My mouth fell open. "That's almost a year."

You watched me, your eyes roving over my face. "I wanted to tell you because I know your parents aren't back for a few more days. I wanted you to know I won't be able to check in on you."

My cheeks flushed. "That's why you wanted to tell me?" I didn't even know what I was asking.

You were silent for a long time and then you said, "Your family has been very good to me."

I didn't know what you meant. Neither of us was eating anymore.

"When I first moved here, I didn't know anyone. I made friends at Yale but none of them stuck. When I started at the hospital, I was so lonely. The only people I ever had contact with were my patients. Your father plucked me out of my quiet life."

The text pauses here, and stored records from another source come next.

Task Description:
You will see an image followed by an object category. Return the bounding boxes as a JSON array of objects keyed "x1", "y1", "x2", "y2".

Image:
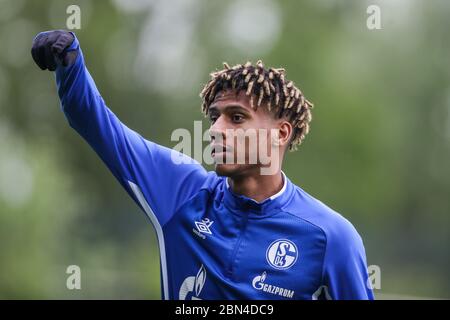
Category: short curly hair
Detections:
[{"x1": 200, "y1": 60, "x2": 314, "y2": 150}]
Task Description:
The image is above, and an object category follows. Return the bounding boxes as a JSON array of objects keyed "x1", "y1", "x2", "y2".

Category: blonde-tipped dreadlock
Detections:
[{"x1": 200, "y1": 60, "x2": 313, "y2": 150}]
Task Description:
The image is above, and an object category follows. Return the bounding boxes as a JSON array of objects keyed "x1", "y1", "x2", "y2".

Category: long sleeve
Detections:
[{"x1": 56, "y1": 33, "x2": 207, "y2": 225}]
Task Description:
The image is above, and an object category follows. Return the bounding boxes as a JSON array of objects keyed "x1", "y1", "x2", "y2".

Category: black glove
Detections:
[{"x1": 31, "y1": 30, "x2": 78, "y2": 71}]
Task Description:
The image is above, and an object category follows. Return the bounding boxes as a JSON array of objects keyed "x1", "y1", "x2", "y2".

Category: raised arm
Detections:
[{"x1": 32, "y1": 30, "x2": 207, "y2": 225}]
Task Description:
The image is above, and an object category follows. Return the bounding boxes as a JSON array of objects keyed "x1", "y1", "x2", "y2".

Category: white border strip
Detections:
[{"x1": 128, "y1": 181, "x2": 169, "y2": 300}]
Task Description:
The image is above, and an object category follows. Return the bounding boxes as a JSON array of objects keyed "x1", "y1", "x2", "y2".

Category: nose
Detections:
[{"x1": 209, "y1": 116, "x2": 226, "y2": 143}]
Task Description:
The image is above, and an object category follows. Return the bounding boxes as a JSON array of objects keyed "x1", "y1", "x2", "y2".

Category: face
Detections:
[{"x1": 208, "y1": 90, "x2": 292, "y2": 177}]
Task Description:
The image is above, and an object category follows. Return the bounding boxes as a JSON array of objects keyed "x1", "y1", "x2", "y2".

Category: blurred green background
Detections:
[{"x1": 0, "y1": 0, "x2": 450, "y2": 299}]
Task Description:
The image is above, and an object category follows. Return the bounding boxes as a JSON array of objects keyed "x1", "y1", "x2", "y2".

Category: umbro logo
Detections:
[{"x1": 192, "y1": 218, "x2": 214, "y2": 239}]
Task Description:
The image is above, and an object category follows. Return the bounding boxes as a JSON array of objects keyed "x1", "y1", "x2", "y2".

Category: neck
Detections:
[{"x1": 228, "y1": 171, "x2": 284, "y2": 202}]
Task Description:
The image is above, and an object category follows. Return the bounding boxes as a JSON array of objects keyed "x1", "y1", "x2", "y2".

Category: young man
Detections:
[{"x1": 32, "y1": 31, "x2": 373, "y2": 299}]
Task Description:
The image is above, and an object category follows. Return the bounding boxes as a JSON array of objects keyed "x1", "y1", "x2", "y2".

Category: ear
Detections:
[{"x1": 278, "y1": 120, "x2": 293, "y2": 148}]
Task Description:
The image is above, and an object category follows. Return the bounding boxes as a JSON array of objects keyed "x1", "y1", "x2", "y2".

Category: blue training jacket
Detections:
[{"x1": 56, "y1": 38, "x2": 373, "y2": 299}]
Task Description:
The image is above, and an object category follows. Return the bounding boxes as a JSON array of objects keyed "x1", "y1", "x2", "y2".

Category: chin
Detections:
[
  {"x1": 214, "y1": 164, "x2": 240, "y2": 177},
  {"x1": 214, "y1": 164, "x2": 257, "y2": 178}
]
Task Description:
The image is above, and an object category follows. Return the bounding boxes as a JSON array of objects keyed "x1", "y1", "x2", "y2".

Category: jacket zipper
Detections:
[{"x1": 228, "y1": 215, "x2": 248, "y2": 278}]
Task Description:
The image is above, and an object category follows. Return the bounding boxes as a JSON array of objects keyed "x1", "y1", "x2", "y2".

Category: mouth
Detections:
[{"x1": 211, "y1": 144, "x2": 231, "y2": 159}]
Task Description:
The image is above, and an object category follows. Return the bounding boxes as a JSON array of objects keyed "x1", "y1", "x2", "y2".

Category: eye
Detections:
[
  {"x1": 209, "y1": 114, "x2": 219, "y2": 123},
  {"x1": 231, "y1": 113, "x2": 244, "y2": 123}
]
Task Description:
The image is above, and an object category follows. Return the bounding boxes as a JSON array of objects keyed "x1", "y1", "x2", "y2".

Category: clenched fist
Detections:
[{"x1": 31, "y1": 30, "x2": 77, "y2": 71}]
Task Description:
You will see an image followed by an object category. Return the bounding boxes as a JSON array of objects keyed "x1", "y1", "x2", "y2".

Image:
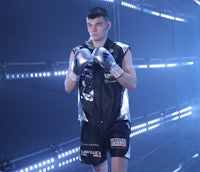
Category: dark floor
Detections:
[
  {"x1": 0, "y1": 104, "x2": 200, "y2": 172},
  {"x1": 53, "y1": 109, "x2": 200, "y2": 172}
]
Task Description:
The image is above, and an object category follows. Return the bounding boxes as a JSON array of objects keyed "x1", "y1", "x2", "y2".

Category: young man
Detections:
[{"x1": 65, "y1": 7, "x2": 136, "y2": 172}]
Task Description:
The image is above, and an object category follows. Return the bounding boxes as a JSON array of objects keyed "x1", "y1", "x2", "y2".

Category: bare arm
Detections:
[
  {"x1": 117, "y1": 50, "x2": 137, "y2": 90},
  {"x1": 64, "y1": 52, "x2": 77, "y2": 93}
]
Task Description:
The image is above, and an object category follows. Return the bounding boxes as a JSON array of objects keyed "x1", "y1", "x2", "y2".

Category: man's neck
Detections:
[{"x1": 92, "y1": 38, "x2": 107, "y2": 48}]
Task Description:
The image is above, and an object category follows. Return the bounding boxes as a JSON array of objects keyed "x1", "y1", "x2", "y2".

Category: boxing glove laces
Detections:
[{"x1": 69, "y1": 48, "x2": 94, "y2": 81}]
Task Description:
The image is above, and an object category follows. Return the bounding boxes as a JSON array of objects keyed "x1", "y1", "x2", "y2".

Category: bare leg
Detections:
[
  {"x1": 111, "y1": 157, "x2": 128, "y2": 172},
  {"x1": 93, "y1": 161, "x2": 108, "y2": 172}
]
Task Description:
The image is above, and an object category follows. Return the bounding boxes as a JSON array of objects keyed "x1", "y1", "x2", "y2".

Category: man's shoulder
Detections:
[{"x1": 114, "y1": 41, "x2": 130, "y2": 53}]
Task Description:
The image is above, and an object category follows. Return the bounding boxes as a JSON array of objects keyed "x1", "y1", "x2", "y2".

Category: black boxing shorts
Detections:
[{"x1": 80, "y1": 121, "x2": 131, "y2": 166}]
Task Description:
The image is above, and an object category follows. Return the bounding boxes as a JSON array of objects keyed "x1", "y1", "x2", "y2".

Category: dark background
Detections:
[{"x1": 0, "y1": 0, "x2": 200, "y2": 167}]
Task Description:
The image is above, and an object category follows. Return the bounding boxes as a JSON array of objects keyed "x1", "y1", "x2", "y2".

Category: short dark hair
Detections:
[{"x1": 86, "y1": 7, "x2": 108, "y2": 19}]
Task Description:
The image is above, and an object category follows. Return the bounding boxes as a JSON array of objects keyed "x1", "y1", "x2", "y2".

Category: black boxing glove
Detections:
[{"x1": 69, "y1": 48, "x2": 94, "y2": 81}]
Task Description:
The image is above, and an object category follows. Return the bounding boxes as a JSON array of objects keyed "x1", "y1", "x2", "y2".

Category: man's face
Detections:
[{"x1": 86, "y1": 16, "x2": 111, "y2": 41}]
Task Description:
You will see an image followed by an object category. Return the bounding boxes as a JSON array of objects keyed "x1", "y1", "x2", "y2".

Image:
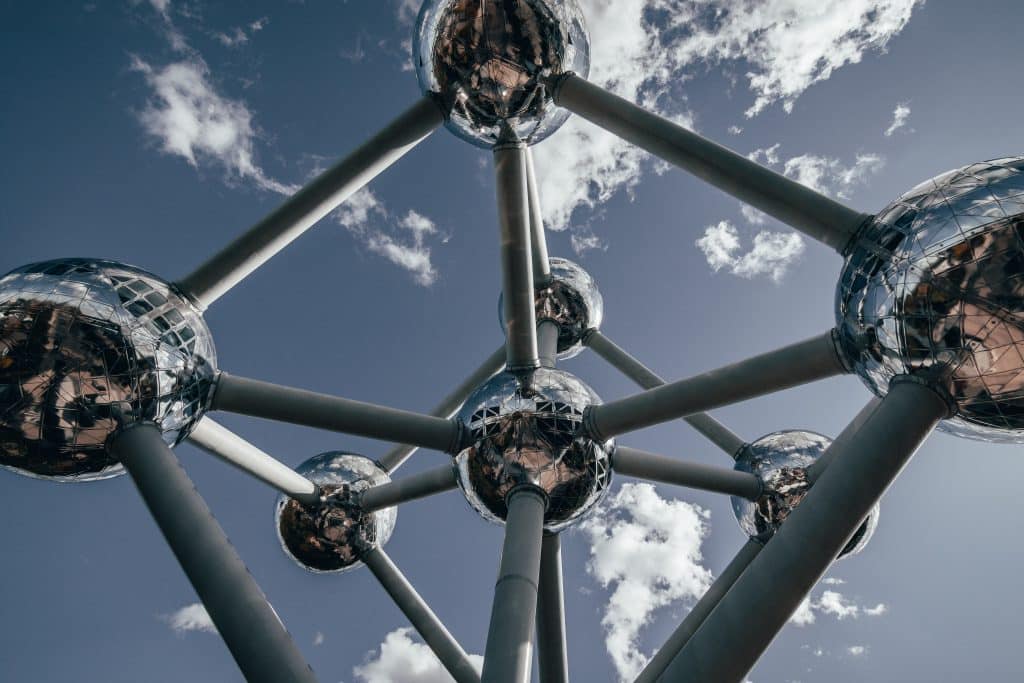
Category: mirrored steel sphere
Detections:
[
  {"x1": 732, "y1": 430, "x2": 879, "y2": 557},
  {"x1": 0, "y1": 259, "x2": 217, "y2": 481},
  {"x1": 456, "y1": 368, "x2": 614, "y2": 531},
  {"x1": 498, "y1": 257, "x2": 604, "y2": 360},
  {"x1": 274, "y1": 451, "x2": 398, "y2": 573},
  {"x1": 413, "y1": 0, "x2": 590, "y2": 147},
  {"x1": 836, "y1": 157, "x2": 1024, "y2": 443}
]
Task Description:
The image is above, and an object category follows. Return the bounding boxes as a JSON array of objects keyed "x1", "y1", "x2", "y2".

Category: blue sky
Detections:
[{"x1": 0, "y1": 0, "x2": 1024, "y2": 683}]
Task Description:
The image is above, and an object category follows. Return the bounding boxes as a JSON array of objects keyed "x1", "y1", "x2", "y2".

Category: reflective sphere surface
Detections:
[
  {"x1": 0, "y1": 259, "x2": 217, "y2": 481},
  {"x1": 836, "y1": 157, "x2": 1024, "y2": 442},
  {"x1": 274, "y1": 451, "x2": 398, "y2": 573},
  {"x1": 456, "y1": 368, "x2": 614, "y2": 530},
  {"x1": 732, "y1": 430, "x2": 879, "y2": 557},
  {"x1": 413, "y1": 0, "x2": 590, "y2": 147}
]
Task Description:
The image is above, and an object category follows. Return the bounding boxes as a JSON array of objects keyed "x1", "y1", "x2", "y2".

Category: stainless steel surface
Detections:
[{"x1": 0, "y1": 258, "x2": 217, "y2": 481}]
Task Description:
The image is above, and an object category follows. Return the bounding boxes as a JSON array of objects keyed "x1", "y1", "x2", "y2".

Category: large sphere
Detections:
[
  {"x1": 498, "y1": 257, "x2": 604, "y2": 360},
  {"x1": 456, "y1": 368, "x2": 614, "y2": 531},
  {"x1": 836, "y1": 157, "x2": 1024, "y2": 443},
  {"x1": 732, "y1": 430, "x2": 879, "y2": 557},
  {"x1": 0, "y1": 259, "x2": 217, "y2": 481},
  {"x1": 274, "y1": 451, "x2": 398, "y2": 573},
  {"x1": 413, "y1": 0, "x2": 590, "y2": 147}
]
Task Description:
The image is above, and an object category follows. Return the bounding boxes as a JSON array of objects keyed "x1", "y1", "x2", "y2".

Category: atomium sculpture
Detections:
[{"x1": 8, "y1": 0, "x2": 1024, "y2": 683}]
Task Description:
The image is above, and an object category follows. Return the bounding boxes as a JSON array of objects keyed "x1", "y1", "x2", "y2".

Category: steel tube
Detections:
[
  {"x1": 178, "y1": 97, "x2": 444, "y2": 308},
  {"x1": 362, "y1": 547, "x2": 480, "y2": 683},
  {"x1": 537, "y1": 533, "x2": 569, "y2": 683},
  {"x1": 378, "y1": 345, "x2": 506, "y2": 473},
  {"x1": 664, "y1": 378, "x2": 949, "y2": 683},
  {"x1": 211, "y1": 373, "x2": 462, "y2": 453},
  {"x1": 359, "y1": 464, "x2": 459, "y2": 512},
  {"x1": 611, "y1": 445, "x2": 761, "y2": 501},
  {"x1": 110, "y1": 423, "x2": 316, "y2": 683},
  {"x1": 584, "y1": 330, "x2": 745, "y2": 458},
  {"x1": 554, "y1": 74, "x2": 870, "y2": 253},
  {"x1": 634, "y1": 539, "x2": 764, "y2": 683},
  {"x1": 481, "y1": 486, "x2": 547, "y2": 683},
  {"x1": 584, "y1": 332, "x2": 848, "y2": 441},
  {"x1": 495, "y1": 143, "x2": 540, "y2": 372},
  {"x1": 188, "y1": 417, "x2": 319, "y2": 505}
]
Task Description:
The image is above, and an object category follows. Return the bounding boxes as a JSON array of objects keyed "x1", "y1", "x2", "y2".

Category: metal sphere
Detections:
[
  {"x1": 732, "y1": 430, "x2": 879, "y2": 557},
  {"x1": 274, "y1": 451, "x2": 398, "y2": 573},
  {"x1": 0, "y1": 259, "x2": 217, "y2": 481},
  {"x1": 413, "y1": 0, "x2": 590, "y2": 147},
  {"x1": 456, "y1": 368, "x2": 614, "y2": 531},
  {"x1": 836, "y1": 157, "x2": 1024, "y2": 443}
]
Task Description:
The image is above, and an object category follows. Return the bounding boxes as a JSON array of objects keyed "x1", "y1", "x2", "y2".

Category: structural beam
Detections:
[
  {"x1": 554, "y1": 74, "x2": 870, "y2": 253},
  {"x1": 110, "y1": 423, "x2": 316, "y2": 683},
  {"x1": 495, "y1": 142, "x2": 540, "y2": 372},
  {"x1": 611, "y1": 445, "x2": 761, "y2": 501},
  {"x1": 178, "y1": 97, "x2": 444, "y2": 308},
  {"x1": 188, "y1": 417, "x2": 319, "y2": 505},
  {"x1": 584, "y1": 332, "x2": 848, "y2": 441},
  {"x1": 361, "y1": 547, "x2": 480, "y2": 683},
  {"x1": 211, "y1": 373, "x2": 462, "y2": 453},
  {"x1": 481, "y1": 486, "x2": 547, "y2": 683},
  {"x1": 584, "y1": 330, "x2": 745, "y2": 458},
  {"x1": 379, "y1": 345, "x2": 506, "y2": 473},
  {"x1": 664, "y1": 378, "x2": 950, "y2": 683}
]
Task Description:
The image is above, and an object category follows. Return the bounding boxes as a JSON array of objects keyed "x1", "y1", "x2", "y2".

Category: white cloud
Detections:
[
  {"x1": 161, "y1": 602, "x2": 217, "y2": 636},
  {"x1": 352, "y1": 628, "x2": 483, "y2": 683},
  {"x1": 581, "y1": 483, "x2": 711, "y2": 681}
]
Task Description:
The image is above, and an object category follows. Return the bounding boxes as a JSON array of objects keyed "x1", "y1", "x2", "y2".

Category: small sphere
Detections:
[
  {"x1": 274, "y1": 451, "x2": 398, "y2": 573},
  {"x1": 732, "y1": 430, "x2": 879, "y2": 557},
  {"x1": 836, "y1": 157, "x2": 1024, "y2": 443},
  {"x1": 0, "y1": 259, "x2": 217, "y2": 481},
  {"x1": 456, "y1": 368, "x2": 614, "y2": 531},
  {"x1": 413, "y1": 0, "x2": 590, "y2": 148}
]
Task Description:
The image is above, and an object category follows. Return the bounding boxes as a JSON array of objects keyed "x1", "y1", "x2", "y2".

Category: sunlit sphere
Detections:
[
  {"x1": 274, "y1": 451, "x2": 398, "y2": 573},
  {"x1": 456, "y1": 368, "x2": 614, "y2": 531},
  {"x1": 0, "y1": 259, "x2": 217, "y2": 481},
  {"x1": 836, "y1": 157, "x2": 1024, "y2": 443},
  {"x1": 732, "y1": 430, "x2": 879, "y2": 557},
  {"x1": 498, "y1": 257, "x2": 604, "y2": 360},
  {"x1": 413, "y1": 0, "x2": 590, "y2": 147}
]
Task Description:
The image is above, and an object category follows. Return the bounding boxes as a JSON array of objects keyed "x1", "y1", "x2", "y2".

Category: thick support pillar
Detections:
[
  {"x1": 554, "y1": 74, "x2": 869, "y2": 253},
  {"x1": 178, "y1": 97, "x2": 444, "y2": 308},
  {"x1": 362, "y1": 548, "x2": 480, "y2": 683},
  {"x1": 110, "y1": 424, "x2": 316, "y2": 683},
  {"x1": 481, "y1": 486, "x2": 547, "y2": 683},
  {"x1": 664, "y1": 378, "x2": 949, "y2": 683}
]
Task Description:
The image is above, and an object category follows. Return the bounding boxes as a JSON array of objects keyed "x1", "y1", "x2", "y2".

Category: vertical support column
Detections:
[
  {"x1": 481, "y1": 486, "x2": 547, "y2": 683},
  {"x1": 110, "y1": 424, "x2": 316, "y2": 683}
]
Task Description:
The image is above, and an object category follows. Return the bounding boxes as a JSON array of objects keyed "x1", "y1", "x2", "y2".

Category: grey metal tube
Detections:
[
  {"x1": 188, "y1": 417, "x2": 319, "y2": 505},
  {"x1": 611, "y1": 445, "x2": 761, "y2": 501},
  {"x1": 554, "y1": 74, "x2": 869, "y2": 253},
  {"x1": 495, "y1": 143, "x2": 540, "y2": 372},
  {"x1": 537, "y1": 533, "x2": 569, "y2": 683},
  {"x1": 359, "y1": 463, "x2": 459, "y2": 512},
  {"x1": 481, "y1": 486, "x2": 547, "y2": 683},
  {"x1": 110, "y1": 424, "x2": 316, "y2": 683},
  {"x1": 178, "y1": 97, "x2": 444, "y2": 307},
  {"x1": 362, "y1": 547, "x2": 480, "y2": 683},
  {"x1": 664, "y1": 379, "x2": 949, "y2": 683},
  {"x1": 378, "y1": 344, "x2": 506, "y2": 473},
  {"x1": 211, "y1": 373, "x2": 462, "y2": 453},
  {"x1": 584, "y1": 332, "x2": 848, "y2": 440},
  {"x1": 634, "y1": 539, "x2": 764, "y2": 683},
  {"x1": 584, "y1": 330, "x2": 745, "y2": 458}
]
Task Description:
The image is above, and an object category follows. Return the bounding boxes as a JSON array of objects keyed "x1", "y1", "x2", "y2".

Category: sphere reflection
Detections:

My blood froze. "What are you-"

"I hope you can see how much I value all of you." You weren't looking at me, and I couldn't figure out why. "Over these last two years, you've become like a family to me."

I shoved my chair back, away from the table. "We're not family "

Your eyes went wide. "What?"

I stood and pushed my chair in. "We're not family, John. We never will be."

Your mouth hung open. "I thought-"

"Have a nice time in England." I stormed away.

I thought about that day a hundred times while you were gone, and I could never decide between regret and longing.